My most recent engagement had me in an unusual situation where my client had me reporting to their offices every day but my involvement in the project had waned to almost zero.
At first, I dreaded coming to the client location. Each day was like getting through 10 hours of water torture. The agony of this project caused me to pause and wonder whether the payment each day was actually worth the idle time. Upon further reflection, what I discovered is that often times a consultant is an insurance contract.
My client (the CTO in this instance), in a very strange twist, was taking on the bulk of the project effort. At first, I interpreted this strictly as his personal interest in hacking systems. He seemed to have this reputation of wanting to be hands on a system and not delegating tasks as one would imagine of a CTO. From my perspective, if I serve in advisory role only, this was OK by me. I’ve been in many situations where the bulk of the work falls on the shoulders of the consultant so if he wanted to assume the role of the consultant, he would get no argument from me.
In my situation, smaller clients want to be independent and self sufficient but the risk of going it alone could be catastrophic and expensive when using a new software solution.

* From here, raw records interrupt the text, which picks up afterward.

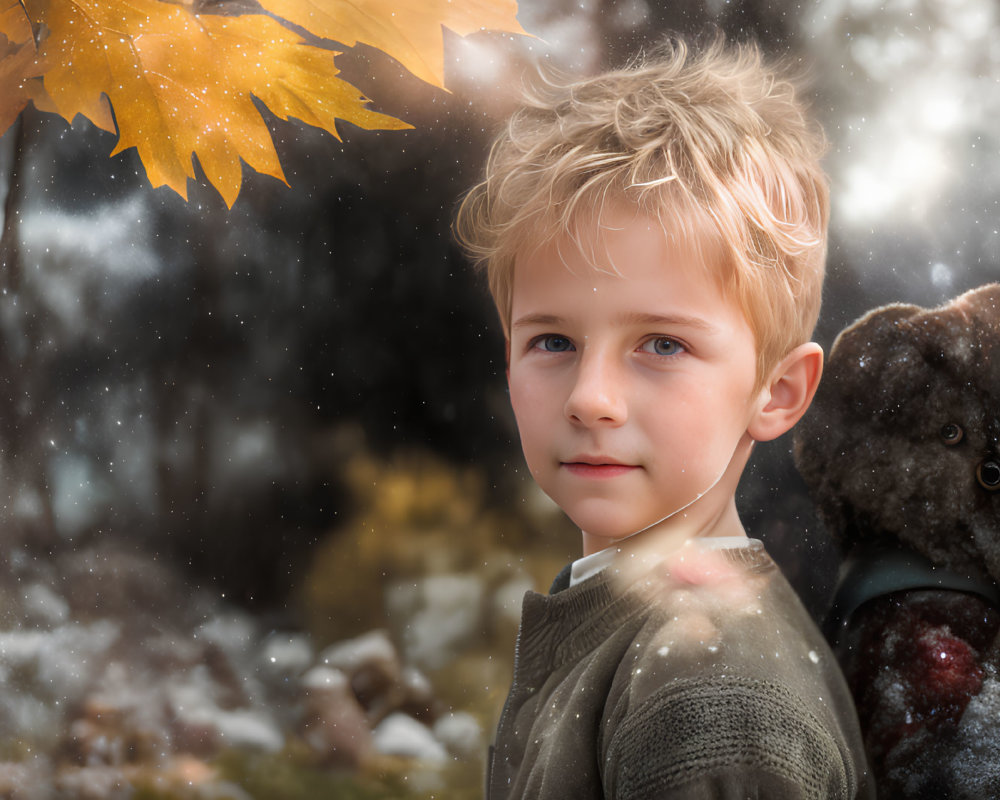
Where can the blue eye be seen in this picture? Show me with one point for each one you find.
(554, 344)
(663, 346)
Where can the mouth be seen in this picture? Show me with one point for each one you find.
(597, 467)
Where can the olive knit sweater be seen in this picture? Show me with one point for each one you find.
(667, 690)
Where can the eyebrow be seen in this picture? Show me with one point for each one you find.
(633, 318)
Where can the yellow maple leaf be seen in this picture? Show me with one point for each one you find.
(17, 62)
(408, 30)
(180, 83)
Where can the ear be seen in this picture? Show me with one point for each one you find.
(788, 392)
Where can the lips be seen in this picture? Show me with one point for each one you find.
(597, 467)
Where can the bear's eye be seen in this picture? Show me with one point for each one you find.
(951, 433)
(988, 475)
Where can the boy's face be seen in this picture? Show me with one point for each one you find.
(632, 392)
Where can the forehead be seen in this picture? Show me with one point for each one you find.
(622, 254)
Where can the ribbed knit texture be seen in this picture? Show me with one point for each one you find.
(624, 694)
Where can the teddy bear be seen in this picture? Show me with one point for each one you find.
(901, 454)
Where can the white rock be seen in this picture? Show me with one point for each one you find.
(461, 733)
(287, 654)
(352, 654)
(443, 613)
(401, 735)
(321, 678)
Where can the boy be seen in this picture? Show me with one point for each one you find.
(655, 239)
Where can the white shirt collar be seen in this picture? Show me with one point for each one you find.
(589, 566)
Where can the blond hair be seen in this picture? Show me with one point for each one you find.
(714, 143)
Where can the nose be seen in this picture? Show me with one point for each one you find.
(597, 396)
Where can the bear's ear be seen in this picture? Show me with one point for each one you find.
(788, 392)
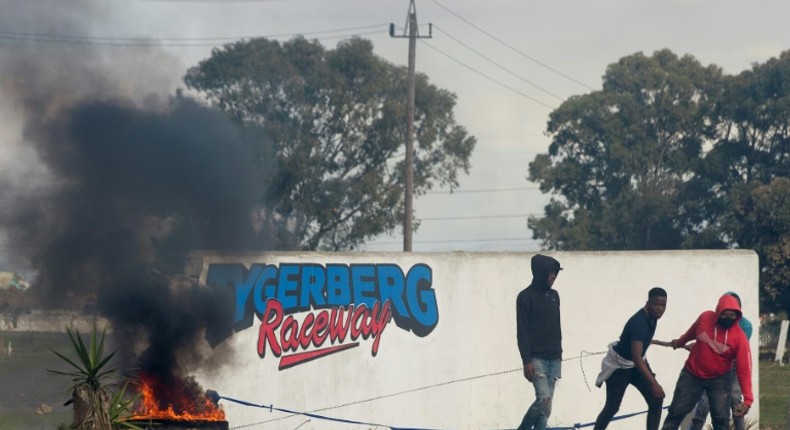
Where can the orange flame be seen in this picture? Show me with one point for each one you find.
(197, 408)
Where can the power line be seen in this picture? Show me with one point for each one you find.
(454, 218)
(498, 65)
(487, 77)
(513, 48)
(172, 41)
(482, 190)
(504, 239)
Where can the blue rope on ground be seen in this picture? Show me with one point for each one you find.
(619, 417)
(271, 408)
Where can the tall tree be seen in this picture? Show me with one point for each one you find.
(741, 188)
(336, 118)
(671, 154)
(620, 157)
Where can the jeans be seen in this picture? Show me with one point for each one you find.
(615, 390)
(703, 408)
(547, 372)
(689, 390)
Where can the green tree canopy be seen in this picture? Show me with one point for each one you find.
(619, 157)
(337, 122)
(672, 154)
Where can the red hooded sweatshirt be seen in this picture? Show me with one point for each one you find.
(716, 347)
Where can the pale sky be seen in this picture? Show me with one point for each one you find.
(560, 44)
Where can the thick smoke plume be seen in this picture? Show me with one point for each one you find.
(113, 180)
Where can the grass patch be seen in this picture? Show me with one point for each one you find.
(774, 395)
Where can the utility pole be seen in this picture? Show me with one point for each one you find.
(413, 35)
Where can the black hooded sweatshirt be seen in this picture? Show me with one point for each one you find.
(538, 314)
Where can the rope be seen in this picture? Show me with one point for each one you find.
(581, 355)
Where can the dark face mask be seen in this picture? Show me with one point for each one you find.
(726, 322)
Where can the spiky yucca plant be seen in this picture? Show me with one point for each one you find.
(91, 399)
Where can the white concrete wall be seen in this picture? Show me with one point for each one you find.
(476, 336)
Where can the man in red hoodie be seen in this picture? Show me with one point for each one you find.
(719, 342)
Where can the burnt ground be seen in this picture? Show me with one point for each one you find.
(30, 398)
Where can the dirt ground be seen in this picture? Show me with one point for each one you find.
(30, 398)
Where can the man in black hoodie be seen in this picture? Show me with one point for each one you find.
(540, 338)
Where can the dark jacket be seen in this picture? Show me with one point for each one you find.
(538, 314)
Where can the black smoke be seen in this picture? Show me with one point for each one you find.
(115, 180)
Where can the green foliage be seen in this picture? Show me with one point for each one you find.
(671, 154)
(89, 395)
(91, 366)
(620, 156)
(335, 122)
(774, 395)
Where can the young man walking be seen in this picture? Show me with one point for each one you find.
(625, 364)
(736, 397)
(720, 342)
(540, 338)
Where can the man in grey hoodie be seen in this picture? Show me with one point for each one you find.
(540, 338)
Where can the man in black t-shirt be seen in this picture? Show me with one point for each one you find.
(625, 363)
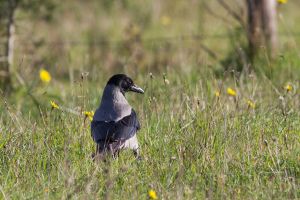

What I discovered later in the project life cycle was that I was not hired for my subject matter expertise but hired as a stop gap insurance premium. I was a resource to tap when production problems arose or a work-flow not fully ironed out and caused problems. A consultant, in this instance, can also serve to be a stop gap between the vendor and the client.
As this project wound down and important take away from the lesson is that sometimes you can add value by not doing anything at all other than the consultant knowing that he has someone to turn to when things go awry.